Before training, most neurologists used a short reflex hammer Table 2. All of the raters reported a nonsystematic evaluation of the reflexes examined (e.g., limbs were not always examined in the same position, using the same methods to elicit the reflexes, etc.) but patients were examined mostly in the seated position.
Intraobserver reliability after training.
Intraobserver reliability by rater was substantial to near-perfect, with median kappa values ranging from 0.77 to 0.89. Reliability for rater 3 (0.77) was significantly lower than for raters 2 (0.89) and 4 (0.89). Median intraobserver reliability of each reflex was near perfect (kappa = 0.8 to 0.92). Differences between reflexes were not significant.
Interobserver reliability after training.
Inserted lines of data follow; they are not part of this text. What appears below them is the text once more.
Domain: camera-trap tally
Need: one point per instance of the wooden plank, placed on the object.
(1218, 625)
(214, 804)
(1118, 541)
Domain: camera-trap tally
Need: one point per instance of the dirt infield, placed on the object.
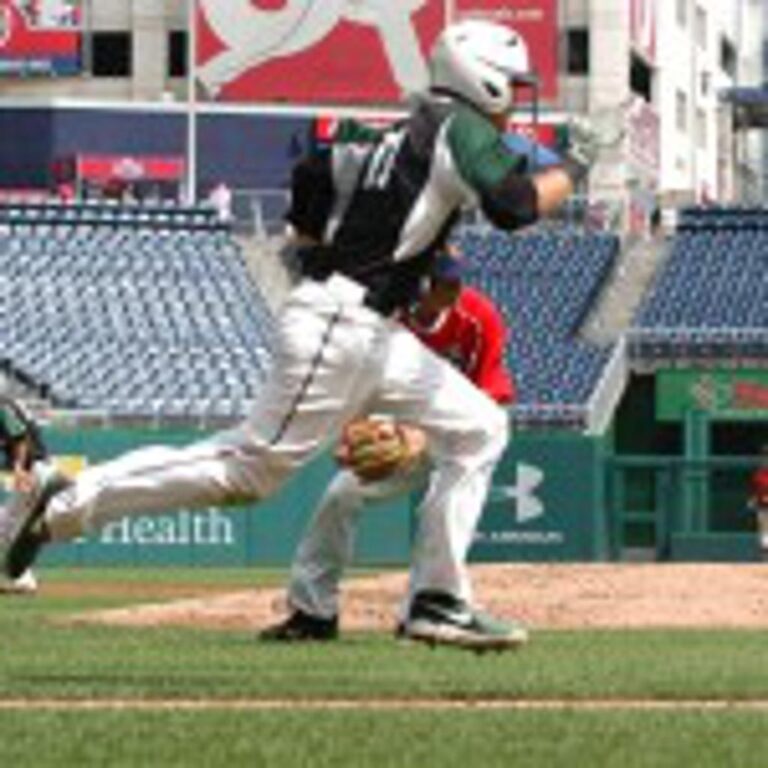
(543, 596)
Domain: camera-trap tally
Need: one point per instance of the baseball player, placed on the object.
(21, 445)
(340, 352)
(464, 326)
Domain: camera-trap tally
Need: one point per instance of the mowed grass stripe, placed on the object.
(383, 705)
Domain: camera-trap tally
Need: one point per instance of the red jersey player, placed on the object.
(459, 323)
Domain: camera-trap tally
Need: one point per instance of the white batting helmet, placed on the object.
(480, 60)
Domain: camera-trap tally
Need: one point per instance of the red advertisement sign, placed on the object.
(315, 51)
(325, 127)
(39, 37)
(536, 21)
(642, 27)
(104, 168)
(337, 52)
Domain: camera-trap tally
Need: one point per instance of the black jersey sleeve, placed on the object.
(495, 173)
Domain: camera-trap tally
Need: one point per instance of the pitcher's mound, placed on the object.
(543, 596)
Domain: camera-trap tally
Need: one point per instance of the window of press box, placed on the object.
(177, 54)
(111, 54)
(640, 78)
(577, 51)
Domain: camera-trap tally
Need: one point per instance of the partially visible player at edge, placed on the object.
(338, 351)
(463, 325)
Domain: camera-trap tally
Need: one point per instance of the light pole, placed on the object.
(190, 196)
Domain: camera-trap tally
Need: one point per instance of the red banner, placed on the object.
(536, 21)
(39, 37)
(337, 52)
(128, 168)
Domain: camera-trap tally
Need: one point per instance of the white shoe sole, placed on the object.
(434, 633)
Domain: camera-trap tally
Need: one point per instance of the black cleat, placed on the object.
(302, 627)
(437, 618)
(31, 532)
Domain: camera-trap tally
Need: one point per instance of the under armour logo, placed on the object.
(252, 35)
(528, 506)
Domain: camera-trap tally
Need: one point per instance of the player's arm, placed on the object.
(508, 195)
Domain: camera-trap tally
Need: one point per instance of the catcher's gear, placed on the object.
(480, 61)
(375, 449)
(21, 443)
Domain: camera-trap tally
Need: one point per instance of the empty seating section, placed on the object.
(138, 320)
(545, 284)
(710, 300)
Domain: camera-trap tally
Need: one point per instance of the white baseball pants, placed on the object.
(328, 543)
(334, 359)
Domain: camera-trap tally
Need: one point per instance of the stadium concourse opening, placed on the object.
(119, 177)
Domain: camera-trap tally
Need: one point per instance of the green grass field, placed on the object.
(105, 696)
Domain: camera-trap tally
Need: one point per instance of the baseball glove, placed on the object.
(375, 449)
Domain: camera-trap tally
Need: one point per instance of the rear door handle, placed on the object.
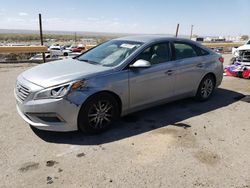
(200, 65)
(169, 72)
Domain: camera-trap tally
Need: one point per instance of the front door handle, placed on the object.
(169, 72)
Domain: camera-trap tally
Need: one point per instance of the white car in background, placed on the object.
(57, 50)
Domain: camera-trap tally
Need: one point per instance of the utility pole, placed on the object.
(41, 34)
(191, 34)
(177, 30)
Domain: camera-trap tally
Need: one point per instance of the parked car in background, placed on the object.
(48, 57)
(116, 78)
(242, 54)
(78, 49)
(57, 50)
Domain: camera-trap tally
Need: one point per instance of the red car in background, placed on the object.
(78, 49)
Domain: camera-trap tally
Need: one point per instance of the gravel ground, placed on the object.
(181, 144)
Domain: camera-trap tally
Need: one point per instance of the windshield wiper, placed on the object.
(88, 61)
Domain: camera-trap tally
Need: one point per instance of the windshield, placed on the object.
(110, 53)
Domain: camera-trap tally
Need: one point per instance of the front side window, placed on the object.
(111, 53)
(158, 53)
(183, 50)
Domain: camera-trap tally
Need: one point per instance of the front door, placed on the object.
(149, 85)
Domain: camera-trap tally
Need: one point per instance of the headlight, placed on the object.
(59, 91)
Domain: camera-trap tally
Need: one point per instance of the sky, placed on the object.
(209, 17)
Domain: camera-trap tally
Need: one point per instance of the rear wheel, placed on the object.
(98, 113)
(206, 88)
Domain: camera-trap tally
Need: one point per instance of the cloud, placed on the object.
(23, 14)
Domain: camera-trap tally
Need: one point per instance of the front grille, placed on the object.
(22, 92)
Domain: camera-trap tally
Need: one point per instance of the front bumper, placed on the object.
(49, 114)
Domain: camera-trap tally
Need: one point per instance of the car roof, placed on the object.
(152, 38)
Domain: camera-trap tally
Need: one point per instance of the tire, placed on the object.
(98, 113)
(206, 88)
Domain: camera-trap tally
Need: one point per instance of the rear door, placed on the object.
(190, 67)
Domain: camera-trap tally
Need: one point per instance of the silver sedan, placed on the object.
(121, 76)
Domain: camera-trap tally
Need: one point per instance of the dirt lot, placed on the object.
(181, 144)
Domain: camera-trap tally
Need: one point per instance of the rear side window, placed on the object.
(201, 52)
(184, 50)
(157, 53)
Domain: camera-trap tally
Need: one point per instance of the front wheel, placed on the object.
(206, 88)
(98, 113)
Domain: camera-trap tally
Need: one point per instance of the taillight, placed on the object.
(221, 59)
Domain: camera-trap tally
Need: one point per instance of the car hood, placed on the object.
(59, 72)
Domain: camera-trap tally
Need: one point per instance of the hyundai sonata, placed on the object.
(114, 79)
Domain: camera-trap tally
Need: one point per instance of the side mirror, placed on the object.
(140, 64)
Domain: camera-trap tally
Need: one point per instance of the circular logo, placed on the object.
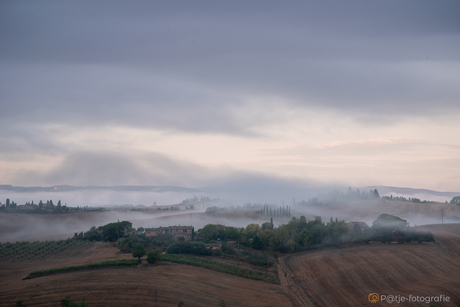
(373, 297)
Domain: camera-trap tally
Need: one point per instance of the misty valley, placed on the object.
(46, 242)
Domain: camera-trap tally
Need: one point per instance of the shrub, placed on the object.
(153, 256)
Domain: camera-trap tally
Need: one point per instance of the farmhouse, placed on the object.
(28, 207)
(361, 225)
(175, 231)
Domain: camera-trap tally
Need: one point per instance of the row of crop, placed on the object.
(214, 265)
(36, 249)
(108, 263)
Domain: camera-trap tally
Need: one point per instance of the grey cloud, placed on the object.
(109, 169)
(183, 66)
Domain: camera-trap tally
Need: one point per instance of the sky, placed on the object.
(230, 93)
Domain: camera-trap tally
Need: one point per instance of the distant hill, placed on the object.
(69, 188)
(409, 191)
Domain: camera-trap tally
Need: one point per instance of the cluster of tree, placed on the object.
(282, 211)
(41, 207)
(387, 228)
(300, 234)
(189, 247)
(10, 205)
(211, 233)
(111, 232)
(355, 194)
(312, 202)
(455, 200)
(214, 209)
(401, 198)
(297, 235)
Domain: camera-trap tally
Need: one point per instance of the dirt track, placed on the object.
(132, 286)
(329, 277)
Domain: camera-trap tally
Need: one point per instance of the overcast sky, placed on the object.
(215, 93)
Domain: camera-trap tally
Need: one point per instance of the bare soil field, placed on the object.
(346, 276)
(131, 286)
(341, 276)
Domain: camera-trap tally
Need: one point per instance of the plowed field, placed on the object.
(346, 276)
(330, 277)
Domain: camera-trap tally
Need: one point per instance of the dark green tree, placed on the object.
(209, 232)
(257, 243)
(138, 251)
(19, 303)
(153, 256)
Interobserver reliability by pairs of observers was moderate-to-substantial, with median kappa values ranging from 0.51 to 0.61. Pairwise comparison found no significant differences between pairs of raters.
Median interobserver reliability of each reflex was moderate to substantial, (kappa = 0.43 to 0.8). Median reliability was significantly better for the lower-extremity reflexes (kappa = 0.67 to 0.80) than for the upper-extremity reflexes (kappa = 0.43 to 0.57).
No significant differences in reliability were found when examined by country of education.
Effects of training.
There were no significant effects of training on intraobserver reliability either by raters or by reflexes. No significant differences were found for interobserver reliability either by pairs of raters or by reflexes.
Discussion.
The intraobserver reliability of the NINDS Myotatic Reflex Scale was substantial to near-perfect, while the agreement between raters was moderate-to-substantial. Our study is difficult to compare with a previous reliability study of the "Mayo Clinic scale," which only used percentage of agreement in the analysis. [10] Percentage of agreement fails to account for concordance due to chance. In spite of using more rigorous statistical measures, the agreement between neurologists in our study was higher than previously reported in studies evaluating selected reflexes. [8-10] However, the agreement between neurologists was not optimal. Interobserver variation cannot be explained by physiologic changes of the reflexes because the subjects were examined within 2 hours or by training or methods of eliciting reflexes. We eliminated bias related to order of evaluation by the random order assignment of the neurologists.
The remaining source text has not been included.